Dos informes de la ONU: Ortega y Murillo ignoran llamados a liberar presos políticos y esclarecer desapariciones

La ONU volvió a poner en evidencia el incumplimiento del régimen de Daniel Ortega y Rosario Murillo ante el sistema universal de derechos humanos. Dos informes presentados este martes en el Consejo de Derechos Humanos denunciaron que en Nicaragua persisten las detenciones arbitrarias de opositores y las desapariciones forzadas.

El Grupo de Trabajo sobre la Detención Arbitraria confirmó que al menos seis nicaragüenses permanecen presos de forma ilegal, pese a que la ONU ya determinó que deben ser liberados tras analizar los casos. Entre ellos están Jaime Enrique Navarrete Blandón, detenido tras las protestas de 2018, quien incluso ya cumplió su condena. También mencionan el caso de los hermanos Ignacio y Argüello Celso Lino, Donald Andrés Bruno Arcángel, Dionisio Robins Zacarías y Nancy Elizabeth Henríquez James.

El informe concluye que sus arrestos carecen de base legal, castigan el ejercicio de derechos como la libertad de expresión, violan el debido proceso y son por motivos políticos. La ONU exigió su liberación inmediata y reparación integral, pero el régimen no ha tomado ninguna medida. El Grupo de Trabajo advierte que mantenerlos presos es una “violación continua del derecho a la libertad”.

Las desapariciones forzadas: 112 casos en un año

En otro informe, el Grupo de Trabajo sobre Desapariciones Forzadas reveló que entre mayo de 2024 y mayo de 2025 se reportaron 112 casos de desaparición forzada en Nicaragua.

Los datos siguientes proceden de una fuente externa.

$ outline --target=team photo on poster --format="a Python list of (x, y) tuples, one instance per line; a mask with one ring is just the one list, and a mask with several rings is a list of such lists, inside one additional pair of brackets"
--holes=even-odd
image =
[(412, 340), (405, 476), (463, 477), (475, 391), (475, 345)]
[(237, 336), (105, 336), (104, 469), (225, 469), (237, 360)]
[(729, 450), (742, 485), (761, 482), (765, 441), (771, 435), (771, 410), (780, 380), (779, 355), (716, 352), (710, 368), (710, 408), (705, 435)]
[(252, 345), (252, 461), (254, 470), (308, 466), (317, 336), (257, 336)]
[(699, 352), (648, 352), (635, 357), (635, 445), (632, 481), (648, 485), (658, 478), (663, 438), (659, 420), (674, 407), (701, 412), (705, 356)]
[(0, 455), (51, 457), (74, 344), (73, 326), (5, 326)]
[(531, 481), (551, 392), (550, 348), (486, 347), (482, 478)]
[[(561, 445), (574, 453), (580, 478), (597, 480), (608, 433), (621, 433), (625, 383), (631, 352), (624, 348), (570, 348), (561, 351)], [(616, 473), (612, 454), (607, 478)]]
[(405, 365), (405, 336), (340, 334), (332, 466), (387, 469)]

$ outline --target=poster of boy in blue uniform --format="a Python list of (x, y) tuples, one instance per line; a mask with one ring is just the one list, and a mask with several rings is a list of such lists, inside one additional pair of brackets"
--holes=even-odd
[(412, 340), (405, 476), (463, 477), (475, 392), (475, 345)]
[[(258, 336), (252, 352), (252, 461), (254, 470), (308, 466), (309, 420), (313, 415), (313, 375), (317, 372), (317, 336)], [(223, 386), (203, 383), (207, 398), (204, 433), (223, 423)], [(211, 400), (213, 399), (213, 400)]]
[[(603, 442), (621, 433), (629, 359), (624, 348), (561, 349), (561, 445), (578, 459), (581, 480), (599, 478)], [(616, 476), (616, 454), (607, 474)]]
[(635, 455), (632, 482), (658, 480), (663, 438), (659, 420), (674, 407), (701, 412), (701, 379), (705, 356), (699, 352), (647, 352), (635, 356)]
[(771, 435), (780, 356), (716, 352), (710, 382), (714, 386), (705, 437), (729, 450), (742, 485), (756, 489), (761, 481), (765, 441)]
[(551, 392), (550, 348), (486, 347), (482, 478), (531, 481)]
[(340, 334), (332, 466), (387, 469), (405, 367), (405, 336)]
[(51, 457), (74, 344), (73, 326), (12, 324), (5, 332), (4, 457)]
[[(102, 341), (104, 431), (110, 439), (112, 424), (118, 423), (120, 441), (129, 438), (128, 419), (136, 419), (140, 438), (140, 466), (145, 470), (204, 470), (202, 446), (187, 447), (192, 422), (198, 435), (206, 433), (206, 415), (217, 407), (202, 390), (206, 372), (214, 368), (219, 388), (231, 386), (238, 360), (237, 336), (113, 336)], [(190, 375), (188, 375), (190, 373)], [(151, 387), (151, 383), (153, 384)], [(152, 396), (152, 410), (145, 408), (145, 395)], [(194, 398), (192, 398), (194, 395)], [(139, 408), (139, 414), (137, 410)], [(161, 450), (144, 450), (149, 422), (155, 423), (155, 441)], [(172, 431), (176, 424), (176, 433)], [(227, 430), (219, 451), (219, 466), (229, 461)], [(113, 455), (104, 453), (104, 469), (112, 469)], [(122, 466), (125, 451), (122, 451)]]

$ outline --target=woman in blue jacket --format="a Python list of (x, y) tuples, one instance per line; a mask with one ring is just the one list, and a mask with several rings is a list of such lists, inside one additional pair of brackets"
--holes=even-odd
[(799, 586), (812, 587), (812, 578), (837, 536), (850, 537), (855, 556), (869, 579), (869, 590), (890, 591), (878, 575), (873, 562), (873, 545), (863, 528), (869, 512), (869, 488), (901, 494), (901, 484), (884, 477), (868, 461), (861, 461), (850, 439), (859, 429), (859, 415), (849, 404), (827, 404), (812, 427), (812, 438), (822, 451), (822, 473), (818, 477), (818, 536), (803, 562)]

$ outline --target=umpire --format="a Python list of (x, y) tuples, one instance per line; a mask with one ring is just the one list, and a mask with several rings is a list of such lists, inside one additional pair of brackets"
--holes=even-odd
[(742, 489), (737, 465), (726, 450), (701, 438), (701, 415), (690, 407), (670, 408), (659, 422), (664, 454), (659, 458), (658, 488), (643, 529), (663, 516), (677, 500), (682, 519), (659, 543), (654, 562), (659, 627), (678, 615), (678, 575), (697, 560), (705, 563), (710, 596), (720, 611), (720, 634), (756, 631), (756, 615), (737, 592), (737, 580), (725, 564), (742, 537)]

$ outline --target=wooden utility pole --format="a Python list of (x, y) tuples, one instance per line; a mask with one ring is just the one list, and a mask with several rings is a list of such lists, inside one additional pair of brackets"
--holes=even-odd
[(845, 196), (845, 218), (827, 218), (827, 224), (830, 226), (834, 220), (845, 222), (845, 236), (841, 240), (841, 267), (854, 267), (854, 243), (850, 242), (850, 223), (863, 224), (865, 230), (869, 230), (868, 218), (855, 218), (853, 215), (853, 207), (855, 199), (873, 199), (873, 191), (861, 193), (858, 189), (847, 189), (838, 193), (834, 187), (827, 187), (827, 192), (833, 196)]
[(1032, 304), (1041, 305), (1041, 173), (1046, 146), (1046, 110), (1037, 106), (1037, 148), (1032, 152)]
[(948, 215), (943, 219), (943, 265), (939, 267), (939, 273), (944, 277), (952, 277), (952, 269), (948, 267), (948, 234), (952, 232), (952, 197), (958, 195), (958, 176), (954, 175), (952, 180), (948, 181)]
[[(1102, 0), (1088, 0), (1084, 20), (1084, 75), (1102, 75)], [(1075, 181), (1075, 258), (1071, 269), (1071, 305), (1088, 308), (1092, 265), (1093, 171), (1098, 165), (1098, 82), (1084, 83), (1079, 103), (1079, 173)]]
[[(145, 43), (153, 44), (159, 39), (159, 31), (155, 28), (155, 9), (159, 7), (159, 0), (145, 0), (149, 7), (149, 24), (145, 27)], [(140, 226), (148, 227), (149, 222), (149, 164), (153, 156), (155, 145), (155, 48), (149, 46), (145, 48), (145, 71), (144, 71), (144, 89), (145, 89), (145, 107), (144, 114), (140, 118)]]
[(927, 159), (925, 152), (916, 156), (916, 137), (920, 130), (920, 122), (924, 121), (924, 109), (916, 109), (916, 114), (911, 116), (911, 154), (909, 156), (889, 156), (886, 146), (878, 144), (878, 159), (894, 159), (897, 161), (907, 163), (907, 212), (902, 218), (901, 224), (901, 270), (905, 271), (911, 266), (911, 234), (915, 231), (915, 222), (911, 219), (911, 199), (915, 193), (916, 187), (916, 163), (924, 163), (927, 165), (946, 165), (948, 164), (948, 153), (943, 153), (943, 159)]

Ocho de ellos fueron transmitidos de manera urgente al régimen, pero no hubo respuesta.

“El Grupo de Trabajo transmitió al Gobierno información sobre detenciones prolongadas y condiciones carcelarias inadecuadas que podían poner en peligro la vida de las personas detenidas. Lamenta no haber recibido respuesta alguna”, señala el documento oficial.

El informe advierte que muchas de las víctimas desaparecidas lo están desde la represión de las protestas de 2018, lo que evidencia un patrón para silenciar la disidencia. Además, en febrero de este año la ONU pidió autorización para visitar el país, pero el régimen negó el acceso.

Con estas denuncias, el aislamiento internacional de Ortega y Murillo se profundiza. Dos órganos de la ONU, en un solo día, documentan que el país mantiene presos políticos, ignora recomendaciones internacionales y encubre desapariciones, reforzando la imagen de una dictadura que usa la cárcel y el miedo como herramientas de control político.